Expressão de sgRNA/crRNA por um promotor do tipo RNA polimerase III
Primeiramente, este trabalho abordou a engenharia do circuito de ativação transcricional (circuito 1) mostrado na Figura 1A. Ele continha três componentes básicos: 1) o gene que codifica para yEGFP (o repórter), que foi precedido por uma série de diferentes promotores sintéticos que forneceram locais-alvo para dCas9/dCas12a-AD; 2) uma versão otimizada para códons de levedura de dCas9 ou dCas12a fusionada a um domínio de ativação (VP64 e VPR, respectivamente) e contendo uma ou duas sequências de localização nuclear (NLSs). Ambas as proteínas dCas foram produzidas por um forte promotor constitutivo-pGPD; e 3) uma sequência de sgRNA/crRNA que guiou dCas9/dCas12a-AD para os sítios alvo. A eficiência de ativação dos ativadores baseados em dCas9/dCas12a foi visualizada e refletida pela intensidade de fluorescência do repórter (medida via experimentos FACS).

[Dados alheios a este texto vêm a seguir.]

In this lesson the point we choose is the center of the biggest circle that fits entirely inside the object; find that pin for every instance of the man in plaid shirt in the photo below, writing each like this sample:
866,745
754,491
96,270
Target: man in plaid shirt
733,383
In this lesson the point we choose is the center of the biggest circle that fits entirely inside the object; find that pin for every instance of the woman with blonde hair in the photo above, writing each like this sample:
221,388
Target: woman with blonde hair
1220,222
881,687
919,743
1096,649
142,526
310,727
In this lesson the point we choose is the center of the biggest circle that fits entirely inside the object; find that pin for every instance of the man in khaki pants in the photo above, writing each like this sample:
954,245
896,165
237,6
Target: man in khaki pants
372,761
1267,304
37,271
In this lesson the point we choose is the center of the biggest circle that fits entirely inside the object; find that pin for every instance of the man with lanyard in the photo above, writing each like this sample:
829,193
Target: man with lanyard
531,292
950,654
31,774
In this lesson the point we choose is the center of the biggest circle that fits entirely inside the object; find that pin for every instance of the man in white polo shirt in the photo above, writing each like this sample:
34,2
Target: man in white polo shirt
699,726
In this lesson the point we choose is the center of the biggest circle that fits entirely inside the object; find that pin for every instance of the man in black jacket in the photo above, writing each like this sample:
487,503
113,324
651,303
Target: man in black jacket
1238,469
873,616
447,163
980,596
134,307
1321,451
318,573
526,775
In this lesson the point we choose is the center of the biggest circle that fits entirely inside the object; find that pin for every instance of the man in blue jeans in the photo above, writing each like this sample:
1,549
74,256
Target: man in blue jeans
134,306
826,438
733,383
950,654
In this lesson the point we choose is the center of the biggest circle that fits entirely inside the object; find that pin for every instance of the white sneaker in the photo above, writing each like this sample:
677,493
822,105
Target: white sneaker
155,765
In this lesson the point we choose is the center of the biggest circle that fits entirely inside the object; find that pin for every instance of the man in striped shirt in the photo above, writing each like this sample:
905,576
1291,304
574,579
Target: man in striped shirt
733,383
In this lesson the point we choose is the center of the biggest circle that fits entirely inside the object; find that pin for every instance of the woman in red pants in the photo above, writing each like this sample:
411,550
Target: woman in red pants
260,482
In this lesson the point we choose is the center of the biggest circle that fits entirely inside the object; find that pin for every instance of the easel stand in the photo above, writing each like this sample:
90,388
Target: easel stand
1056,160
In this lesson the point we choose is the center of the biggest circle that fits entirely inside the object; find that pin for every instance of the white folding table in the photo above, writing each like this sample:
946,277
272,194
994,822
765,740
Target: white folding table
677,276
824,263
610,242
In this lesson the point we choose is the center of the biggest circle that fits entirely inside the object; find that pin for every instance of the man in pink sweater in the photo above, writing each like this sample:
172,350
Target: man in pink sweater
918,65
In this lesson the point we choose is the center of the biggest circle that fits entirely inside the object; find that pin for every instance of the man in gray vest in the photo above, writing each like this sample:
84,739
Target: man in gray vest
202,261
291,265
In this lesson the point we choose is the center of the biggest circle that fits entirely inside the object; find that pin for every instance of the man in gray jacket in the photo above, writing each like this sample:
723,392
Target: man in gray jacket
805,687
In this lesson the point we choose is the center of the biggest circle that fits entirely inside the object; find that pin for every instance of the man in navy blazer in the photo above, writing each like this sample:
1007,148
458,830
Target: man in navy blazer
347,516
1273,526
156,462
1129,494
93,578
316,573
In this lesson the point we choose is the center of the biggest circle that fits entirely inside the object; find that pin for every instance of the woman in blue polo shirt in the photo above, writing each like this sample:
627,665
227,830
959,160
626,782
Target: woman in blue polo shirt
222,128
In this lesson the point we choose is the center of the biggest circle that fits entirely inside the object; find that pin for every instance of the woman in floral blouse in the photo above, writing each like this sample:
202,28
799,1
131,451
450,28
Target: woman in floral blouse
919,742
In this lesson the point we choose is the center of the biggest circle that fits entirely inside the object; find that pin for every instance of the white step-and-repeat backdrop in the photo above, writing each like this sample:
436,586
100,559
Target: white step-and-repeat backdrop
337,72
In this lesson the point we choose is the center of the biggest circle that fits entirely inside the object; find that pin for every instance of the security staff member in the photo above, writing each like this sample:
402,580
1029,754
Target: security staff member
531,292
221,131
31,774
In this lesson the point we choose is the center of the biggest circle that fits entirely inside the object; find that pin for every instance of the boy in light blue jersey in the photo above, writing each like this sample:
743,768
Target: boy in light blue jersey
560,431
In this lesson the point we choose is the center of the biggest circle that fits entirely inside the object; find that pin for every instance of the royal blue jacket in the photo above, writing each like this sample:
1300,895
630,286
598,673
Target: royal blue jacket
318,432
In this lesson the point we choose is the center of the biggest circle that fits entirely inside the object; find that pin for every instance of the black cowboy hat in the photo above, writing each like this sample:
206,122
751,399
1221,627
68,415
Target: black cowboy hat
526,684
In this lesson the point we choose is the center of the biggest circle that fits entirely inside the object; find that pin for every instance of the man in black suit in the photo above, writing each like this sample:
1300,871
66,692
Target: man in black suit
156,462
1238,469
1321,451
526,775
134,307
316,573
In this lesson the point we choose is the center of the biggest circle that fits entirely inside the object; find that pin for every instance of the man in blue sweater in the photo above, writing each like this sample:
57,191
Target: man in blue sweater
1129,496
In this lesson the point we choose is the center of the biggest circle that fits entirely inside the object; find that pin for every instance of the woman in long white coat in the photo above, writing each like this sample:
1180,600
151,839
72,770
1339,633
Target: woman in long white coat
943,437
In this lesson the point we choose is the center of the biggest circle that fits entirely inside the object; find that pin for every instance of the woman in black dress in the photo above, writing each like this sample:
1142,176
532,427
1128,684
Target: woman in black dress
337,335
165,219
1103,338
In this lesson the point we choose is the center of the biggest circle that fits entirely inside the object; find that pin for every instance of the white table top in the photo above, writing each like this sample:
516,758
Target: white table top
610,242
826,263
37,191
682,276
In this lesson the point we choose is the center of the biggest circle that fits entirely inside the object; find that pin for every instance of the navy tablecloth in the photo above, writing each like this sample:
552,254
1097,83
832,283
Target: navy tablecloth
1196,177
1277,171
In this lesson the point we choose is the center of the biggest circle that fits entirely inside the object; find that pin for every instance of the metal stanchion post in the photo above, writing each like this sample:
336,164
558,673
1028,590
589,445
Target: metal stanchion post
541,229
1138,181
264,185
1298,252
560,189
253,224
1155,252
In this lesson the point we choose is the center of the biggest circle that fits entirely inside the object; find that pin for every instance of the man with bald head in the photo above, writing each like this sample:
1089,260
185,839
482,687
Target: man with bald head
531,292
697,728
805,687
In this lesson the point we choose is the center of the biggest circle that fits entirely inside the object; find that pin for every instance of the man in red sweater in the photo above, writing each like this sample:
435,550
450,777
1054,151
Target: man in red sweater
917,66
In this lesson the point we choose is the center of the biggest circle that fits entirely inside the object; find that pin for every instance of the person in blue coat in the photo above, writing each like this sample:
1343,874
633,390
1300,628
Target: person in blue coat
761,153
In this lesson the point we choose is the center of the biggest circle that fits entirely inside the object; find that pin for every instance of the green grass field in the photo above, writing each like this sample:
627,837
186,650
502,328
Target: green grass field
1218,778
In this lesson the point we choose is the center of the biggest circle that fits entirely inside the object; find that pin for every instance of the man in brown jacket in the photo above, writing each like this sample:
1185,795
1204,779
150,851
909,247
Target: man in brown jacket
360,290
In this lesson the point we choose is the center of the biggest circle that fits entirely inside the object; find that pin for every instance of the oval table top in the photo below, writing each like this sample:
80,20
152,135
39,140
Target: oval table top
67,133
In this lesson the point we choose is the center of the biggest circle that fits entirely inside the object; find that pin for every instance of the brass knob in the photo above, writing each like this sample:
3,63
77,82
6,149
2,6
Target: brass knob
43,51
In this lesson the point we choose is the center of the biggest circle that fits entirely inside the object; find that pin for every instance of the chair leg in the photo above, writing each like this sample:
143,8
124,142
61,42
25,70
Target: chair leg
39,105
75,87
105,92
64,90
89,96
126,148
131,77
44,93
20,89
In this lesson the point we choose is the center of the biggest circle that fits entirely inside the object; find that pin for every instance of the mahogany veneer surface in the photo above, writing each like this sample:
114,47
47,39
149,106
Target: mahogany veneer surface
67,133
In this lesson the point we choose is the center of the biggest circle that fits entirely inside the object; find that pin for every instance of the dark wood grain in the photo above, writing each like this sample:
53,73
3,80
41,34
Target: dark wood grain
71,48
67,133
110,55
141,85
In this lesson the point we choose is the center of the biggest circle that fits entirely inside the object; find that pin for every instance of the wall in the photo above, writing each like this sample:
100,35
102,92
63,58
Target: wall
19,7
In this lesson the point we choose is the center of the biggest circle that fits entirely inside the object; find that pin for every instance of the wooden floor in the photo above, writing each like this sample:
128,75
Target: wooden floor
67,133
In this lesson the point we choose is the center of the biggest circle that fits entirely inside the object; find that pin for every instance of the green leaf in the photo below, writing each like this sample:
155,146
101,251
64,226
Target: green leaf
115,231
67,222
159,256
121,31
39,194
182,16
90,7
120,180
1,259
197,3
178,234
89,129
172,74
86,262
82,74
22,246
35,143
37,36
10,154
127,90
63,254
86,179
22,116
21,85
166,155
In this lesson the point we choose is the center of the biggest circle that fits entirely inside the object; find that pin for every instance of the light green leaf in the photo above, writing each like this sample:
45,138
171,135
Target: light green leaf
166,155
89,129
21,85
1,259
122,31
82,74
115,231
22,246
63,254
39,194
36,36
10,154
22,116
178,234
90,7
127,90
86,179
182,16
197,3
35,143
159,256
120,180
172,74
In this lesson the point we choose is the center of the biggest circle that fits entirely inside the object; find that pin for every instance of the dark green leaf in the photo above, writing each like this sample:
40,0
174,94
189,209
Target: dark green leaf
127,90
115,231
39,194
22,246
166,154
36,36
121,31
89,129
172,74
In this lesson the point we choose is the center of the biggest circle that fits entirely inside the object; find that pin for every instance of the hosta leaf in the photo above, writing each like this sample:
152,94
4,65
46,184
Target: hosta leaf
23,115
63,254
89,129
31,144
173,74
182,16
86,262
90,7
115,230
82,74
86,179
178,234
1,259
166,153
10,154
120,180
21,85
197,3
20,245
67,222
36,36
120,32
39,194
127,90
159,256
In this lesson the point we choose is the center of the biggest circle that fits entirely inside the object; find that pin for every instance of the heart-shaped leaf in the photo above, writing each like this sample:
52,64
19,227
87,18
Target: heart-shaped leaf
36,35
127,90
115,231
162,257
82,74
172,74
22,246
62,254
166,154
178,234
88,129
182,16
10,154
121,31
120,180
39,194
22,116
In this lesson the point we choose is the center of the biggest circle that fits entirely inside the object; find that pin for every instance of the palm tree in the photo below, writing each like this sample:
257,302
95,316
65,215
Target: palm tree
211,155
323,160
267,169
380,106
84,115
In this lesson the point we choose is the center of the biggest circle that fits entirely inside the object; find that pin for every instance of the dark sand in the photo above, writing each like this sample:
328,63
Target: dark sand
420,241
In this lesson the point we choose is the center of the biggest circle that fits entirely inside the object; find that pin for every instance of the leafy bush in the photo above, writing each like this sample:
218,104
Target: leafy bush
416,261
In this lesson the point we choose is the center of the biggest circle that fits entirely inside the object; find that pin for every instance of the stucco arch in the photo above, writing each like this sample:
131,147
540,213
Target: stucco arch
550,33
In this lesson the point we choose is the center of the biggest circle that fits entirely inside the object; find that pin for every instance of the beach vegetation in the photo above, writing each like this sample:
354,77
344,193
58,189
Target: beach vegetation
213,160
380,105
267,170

Uma proteína dCas9 (dSpCas9) e duas proteínas dCas12a (denAsCas12a e dLbCas12a) foram testadas. Uma ativação de 3,36 vezes foi alcançada com dSpCas9 estendido, em seu término C, com o VP64 AD e ligando um promotor sintético a montante de seis cópias contendo yEGFP do site alvo do lexOp. O sgRNA foi colocado em um vetor de vaivém integrativo e transcrito pelo promotor SNR52 dependente de RNA polimerase III (configuração SNR52i , ver Figura 1B). No caso de dCas12a, a VPR denAsCas12a retornou a maior ativação (4,45 vezes) de um promotor sintético com três operadores quando o crRNA foi expresso via configuração SNR52i (Figura 1C). Sob as mesmas condições, a dLbCas12a-VPR obteve seu melhor realce de fluorescência (3,21 vezes) (Figura 1D). Deve-se notar que o termo de comparação, em todos os experimentos, era um circuito cujo sgRNA/crRNA não conseguia ligar os operadores lex.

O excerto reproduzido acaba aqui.